Many temple couples demand that their so-called bridesmaids and groomsmen, and family dress up for the temple photographs. I said that it was adding insult to injury, for them to wear expensive clothes in the blistering heat, and be herded about the grounds in uncomfortable shoes, standing in line to be photographed on ugly stone steps, in front of a huge, out-of-proportion, imposing closed door!
I think that photographers use the stone temple as contrast--the warmth and hope of new love juxtaposed against the cold harshness of cold, hard Mormonism.
The door was FAKE, and didn't open into anything--just like the whole religion.

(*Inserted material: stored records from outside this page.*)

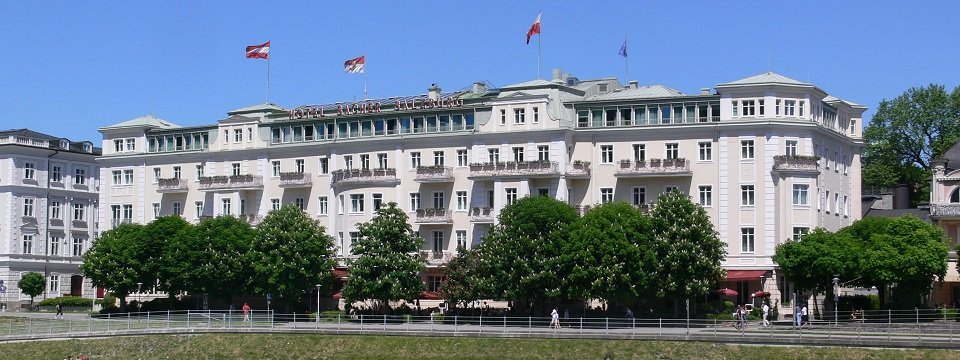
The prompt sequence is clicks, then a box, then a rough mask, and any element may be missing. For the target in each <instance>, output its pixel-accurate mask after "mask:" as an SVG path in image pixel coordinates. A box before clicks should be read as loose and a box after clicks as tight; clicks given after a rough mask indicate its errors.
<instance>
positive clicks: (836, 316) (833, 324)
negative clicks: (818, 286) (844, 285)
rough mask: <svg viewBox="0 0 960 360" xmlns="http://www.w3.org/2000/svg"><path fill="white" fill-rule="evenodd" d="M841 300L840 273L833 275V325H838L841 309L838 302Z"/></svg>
mask: <svg viewBox="0 0 960 360" xmlns="http://www.w3.org/2000/svg"><path fill="white" fill-rule="evenodd" d="M839 302H840V275H834V276H833V325H834V326H836V325H837V323H838V321H837V320H838V318H837V311H838V310H839V305H838V303H839Z"/></svg>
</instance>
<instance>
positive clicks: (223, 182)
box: [199, 175, 263, 191]
mask: <svg viewBox="0 0 960 360" xmlns="http://www.w3.org/2000/svg"><path fill="white" fill-rule="evenodd" d="M199 189H200V191H221V190H257V189H263V177H262V176H255V175H230V176H204V177H201V178H200V188H199Z"/></svg>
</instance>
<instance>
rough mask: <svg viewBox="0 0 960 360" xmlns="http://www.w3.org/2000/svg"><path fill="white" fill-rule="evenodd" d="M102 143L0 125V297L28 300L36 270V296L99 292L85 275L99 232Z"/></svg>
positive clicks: (72, 294)
mask: <svg viewBox="0 0 960 360" xmlns="http://www.w3.org/2000/svg"><path fill="white" fill-rule="evenodd" d="M99 155H100V149H99V148H96V147H94V146H93V143H91V142H75V141H70V140H68V139H64V138H58V137H55V136H51V135H47V134H43V133H39V132H36V131H32V130H28V129H14V130H4V131H0V239H2V241H0V280H2V285H0V302H3V303H4V304H5V305H9V306H8V307H9V308H13V307H15V306H17V304H18V303H23V302H26V301H29V300H30V297H29V296H28V295H26V294H23V293H22V292H21V291H20V287H19V281H20V277H21V276H23V274H26V273H28V272H38V273H40V274H43V275H44V277H45V278H46V286H45V290H44V292H43V293H41V294H40V295H39V296H37V298H38V299H45V298H53V297H59V296H64V295H73V296H84V297H94V296H95V290H94V287H93V285H92V284H91V283H90V281H89V280H88V279H85V278H84V277H83V275H82V274H81V273H80V263H81V262H82V258H81V256H82V255H83V254H84V253H85V252H86V251H87V249H88V248H89V247H90V244H91V241H92V240H93V239H94V238H95V236H96V234H97V223H96V221H97V212H98V201H99V196H98V194H97V191H98V189H99V186H100V180H99V174H100V168H99V166H98V165H97V163H96V160H95V158H96V157H97V156H99Z"/></svg>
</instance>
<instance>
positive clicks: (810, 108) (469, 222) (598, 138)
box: [98, 70, 865, 306]
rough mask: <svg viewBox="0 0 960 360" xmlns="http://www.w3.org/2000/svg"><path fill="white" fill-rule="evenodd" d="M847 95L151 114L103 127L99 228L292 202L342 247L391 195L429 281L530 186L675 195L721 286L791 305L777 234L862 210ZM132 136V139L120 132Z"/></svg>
mask: <svg viewBox="0 0 960 360" xmlns="http://www.w3.org/2000/svg"><path fill="white" fill-rule="evenodd" d="M864 110H865V108H864V107H863V106H860V105H857V104H854V103H851V102H848V101H844V100H841V99H839V98H837V97H834V96H830V95H828V94H827V93H826V92H824V91H823V90H821V89H820V88H818V87H817V86H815V85H812V84H807V83H803V82H800V81H797V80H793V79H790V78H787V77H785V76H782V75H779V74H776V73H765V74H760V75H757V76H753V77H748V78H745V79H741V80H737V81H732V82H728V83H722V84H719V85H717V86H716V87H715V89H713V90H711V89H702V90H701V91H700V93H698V94H692V95H688V94H684V93H681V92H680V91H677V90H674V89H671V88H668V87H665V86H661V85H652V86H639V85H638V84H637V83H636V82H630V83H628V84H626V85H624V84H621V83H620V82H619V81H617V80H616V79H613V78H604V79H596V80H579V79H577V78H575V77H573V76H570V75H569V74H565V73H563V72H562V71H560V70H554V74H553V78H552V79H551V80H533V81H528V82H523V83H519V84H514V85H510V86H505V87H501V88H492V87H488V86H485V85H484V84H482V83H476V84H473V85H472V86H469V87H466V88H464V89H462V90H458V91H454V92H447V93H444V92H442V91H441V90H440V88H439V87H438V86H436V85H433V86H431V87H430V88H429V89H428V93H427V94H425V95H417V96H408V97H395V98H386V99H379V100H370V101H363V102H358V103H336V104H327V105H305V106H300V107H296V108H292V109H288V108H281V107H278V106H275V105H272V104H266V105H257V106H252V107H248V108H242V109H237V110H233V111H230V112H228V113H227V117H226V118H225V119H222V120H219V121H217V122H216V123H213V124H210V125H204V126H191V127H182V126H179V125H176V124H174V123H172V122H169V121H166V120H162V119H158V118H156V117H152V116H146V117H141V118H137V119H133V120H129V121H126V122H122V123H119V124H115V125H111V126H107V127H103V128H101V129H100V131H101V133H102V134H103V149H104V150H103V156H102V157H100V158H98V160H99V162H100V164H101V168H100V174H99V175H100V177H101V178H103V179H105V182H104V185H103V187H102V188H101V192H100V203H101V204H102V207H101V210H102V211H100V214H99V216H100V219H99V222H100V224H102V227H103V228H104V229H109V228H111V227H113V226H116V225H117V224H119V223H123V222H137V223H148V222H150V221H152V220H153V219H155V218H156V217H158V216H163V215H170V214H177V215H180V216H183V217H184V218H186V219H188V220H192V221H199V220H200V219H202V218H204V217H208V216H218V215H226V214H229V215H235V216H240V217H242V218H244V219H246V220H248V221H250V222H251V223H253V224H256V223H257V222H259V221H260V219H262V218H263V217H264V216H265V215H266V214H267V213H268V212H269V211H270V210H271V209H276V208H278V207H280V206H282V205H285V204H295V205H296V206H298V207H300V208H302V209H304V210H305V211H306V212H307V213H308V214H310V215H311V216H313V217H315V218H317V219H319V220H320V221H321V223H322V224H323V225H324V226H325V227H326V230H327V231H328V233H329V234H330V235H331V236H333V237H334V239H336V240H335V241H336V245H337V247H338V251H339V255H340V256H341V257H343V258H349V257H350V256H351V254H350V248H351V240H352V239H354V238H355V237H356V236H357V233H356V226H357V224H359V223H361V222H366V221H369V220H370V219H371V218H372V216H373V214H374V212H375V209H377V208H378V207H379V206H381V205H382V204H384V203H387V202H396V203H398V204H399V205H400V207H401V208H402V209H404V210H406V211H408V214H409V216H410V222H411V225H412V226H413V228H414V230H415V231H417V232H418V233H419V235H420V236H421V237H422V238H423V239H424V243H423V245H422V248H421V249H422V251H423V253H424V255H425V256H426V258H427V259H428V271H427V272H426V273H425V274H424V281H425V282H426V283H427V287H428V290H434V289H435V288H436V287H437V286H438V285H439V283H440V281H441V277H442V273H440V271H439V269H438V267H439V266H441V265H442V264H444V263H445V262H447V261H448V260H450V259H451V258H452V257H453V256H454V254H455V253H456V249H457V247H458V246H465V247H468V248H470V247H473V246H476V245H477V243H478V242H479V241H481V238H482V237H483V235H484V234H486V233H487V232H488V231H489V230H490V227H491V226H492V225H493V224H495V223H496V221H497V220H496V219H497V215H498V214H499V212H500V210H501V209H503V207H504V206H506V205H508V204H510V203H511V202H513V201H515V200H516V199H519V198H521V197H524V196H534V195H544V196H550V197H554V198H556V199H558V200H561V201H565V202H568V203H570V204H572V205H574V206H576V207H577V208H578V209H580V210H581V212H585V211H588V209H589V208H590V207H592V206H595V205H596V204H601V203H605V202H609V201H626V202H629V203H632V204H635V205H637V206H639V207H641V208H649V207H650V206H655V203H656V199H657V197H658V196H659V195H660V194H662V193H664V192H668V191H670V190H673V189H678V190H680V191H682V192H684V193H687V194H689V195H690V196H691V197H692V198H693V200H694V201H696V202H699V203H700V204H702V205H703V206H704V208H705V209H706V211H707V213H708V214H709V215H710V218H711V220H712V221H713V225H714V227H715V228H716V230H717V231H718V232H719V235H720V239H721V240H722V241H723V242H724V243H726V244H727V252H728V254H727V257H726V259H725V261H724V262H723V266H724V267H725V268H726V269H728V278H727V280H726V281H727V283H726V284H724V285H725V286H727V287H731V288H734V289H736V290H738V291H739V292H740V294H741V295H740V296H741V299H740V300H741V302H749V300H750V298H749V294H750V293H752V292H754V291H756V290H761V289H763V290H766V291H769V292H771V293H772V294H773V295H772V296H773V297H772V298H773V299H777V301H778V302H779V303H780V304H782V305H783V306H789V304H790V297H789V296H788V295H786V294H790V293H791V291H792V290H793V289H792V288H791V287H790V284H789V280H788V279H784V278H783V277H782V276H779V275H778V273H777V269H776V265H775V264H774V263H773V261H772V260H771V257H772V256H773V254H774V251H775V248H776V246H777V244H779V243H781V242H784V241H789V240H790V239H797V238H799V237H800V236H802V235H803V234H804V233H806V232H808V231H810V230H811V229H813V228H816V227H824V228H826V229H828V230H837V229H839V228H841V227H843V226H846V225H849V224H851V223H852V222H853V221H854V220H856V219H858V218H859V216H860V201H859V199H860V149H861V147H862V145H863V142H862V139H861V128H862V121H861V116H862V115H861V114H862V113H863V112H864ZM131 143H132V144H133V145H132V146H130V144H131Z"/></svg>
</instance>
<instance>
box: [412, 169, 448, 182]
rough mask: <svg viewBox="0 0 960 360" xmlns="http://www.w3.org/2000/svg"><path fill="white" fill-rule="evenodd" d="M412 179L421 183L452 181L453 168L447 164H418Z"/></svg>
mask: <svg viewBox="0 0 960 360" xmlns="http://www.w3.org/2000/svg"><path fill="white" fill-rule="evenodd" d="M414 180H416V181H417V182H422V183H443V182H452V181H453V169H451V168H450V167H449V166H418V167H417V177H416V178H415V179H414Z"/></svg>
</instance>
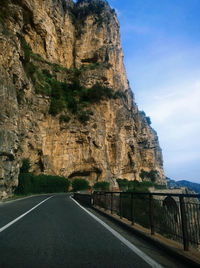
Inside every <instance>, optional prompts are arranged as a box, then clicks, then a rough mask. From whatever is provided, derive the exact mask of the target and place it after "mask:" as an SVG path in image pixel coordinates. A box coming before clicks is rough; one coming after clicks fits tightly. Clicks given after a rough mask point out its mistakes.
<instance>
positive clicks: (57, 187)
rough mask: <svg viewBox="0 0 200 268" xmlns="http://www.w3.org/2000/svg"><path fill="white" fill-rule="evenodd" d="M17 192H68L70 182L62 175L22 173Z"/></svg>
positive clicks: (20, 193) (36, 192) (37, 192)
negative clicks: (56, 175) (49, 174)
mask: <svg viewBox="0 0 200 268" xmlns="http://www.w3.org/2000/svg"><path fill="white" fill-rule="evenodd" d="M18 179H19V184H18V187H17V189H16V191H15V193H16V194H29V193H56V192H67V191H68V189H69V185H70V182H69V180H68V179H66V178H63V177H60V176H49V175H43V174H42V175H39V176H35V175H34V174H32V173H20V175H19V178H18Z"/></svg>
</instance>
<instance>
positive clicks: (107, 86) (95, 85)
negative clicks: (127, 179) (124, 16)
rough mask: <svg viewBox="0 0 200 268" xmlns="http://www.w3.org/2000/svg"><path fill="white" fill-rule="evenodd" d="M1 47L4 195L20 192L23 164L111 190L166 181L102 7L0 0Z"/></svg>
mask: <svg viewBox="0 0 200 268" xmlns="http://www.w3.org/2000/svg"><path fill="white" fill-rule="evenodd" d="M0 48H1V49H0V63H1V64H0V100H1V101H0V196H1V197H6V196H7V195H10V194H12V192H13V189H14V188H15V187H16V186H17V183H18V174H19V168H20V165H21V162H22V159H23V158H29V159H30V162H31V171H32V172H35V173H36V174H39V173H45V174H58V175H62V176H65V177H68V178H71V179H73V178H74V177H83V178H87V179H88V180H89V181H90V183H94V182H96V181H101V180H107V181H110V182H111V183H112V184H113V185H114V184H115V179H116V178H127V179H137V180H141V177H140V173H141V171H142V170H144V171H146V172H149V171H151V170H156V171H157V177H156V180H157V182H159V183H165V176H164V172H163V162H162V152H161V149H160V147H159V143H158V137H157V134H156V132H155V131H154V130H153V129H152V128H151V127H150V122H149V119H148V118H147V117H146V116H145V114H144V112H139V111H138V108H137V106H136V104H135V102H134V96H133V93H132V92H131V89H130V87H129V84H128V81H127V77H126V71H125V68H124V65H123V52H122V48H121V43H120V31H119V22H118V19H117V16H116V13H115V11H114V10H112V9H111V8H110V7H109V5H108V3H107V2H106V1H100V0H92V1H89V0H82V1H80V0H79V1H78V2H77V3H74V2H73V1H72V0H49V1H44V0H1V2H0Z"/></svg>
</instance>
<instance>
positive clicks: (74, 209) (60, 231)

If "loved ones" are going to be pulled off the street to be posed in front of a building they are banned from entering, they damned-well be "allowed" to wear STREET CLOTHES. Later, they all dressed up and enjoyed the lovely reception (which was grand, but cost less than the tithing I had to pay out).
As it was, my daughter wasn't allowed to wear her wedding dress at her temple wedding, without having it covered with long sleeves and a large bib-like dickey, and the heavy robes and smothering thick veil. The dress and her hair were a mess for the photos. The groom's family had hired the photographer, and I did not by any of the temple photos--only a few from the reception.
I told my daughter that her REAL wedding was the reception, and when they signed the legal marriage license.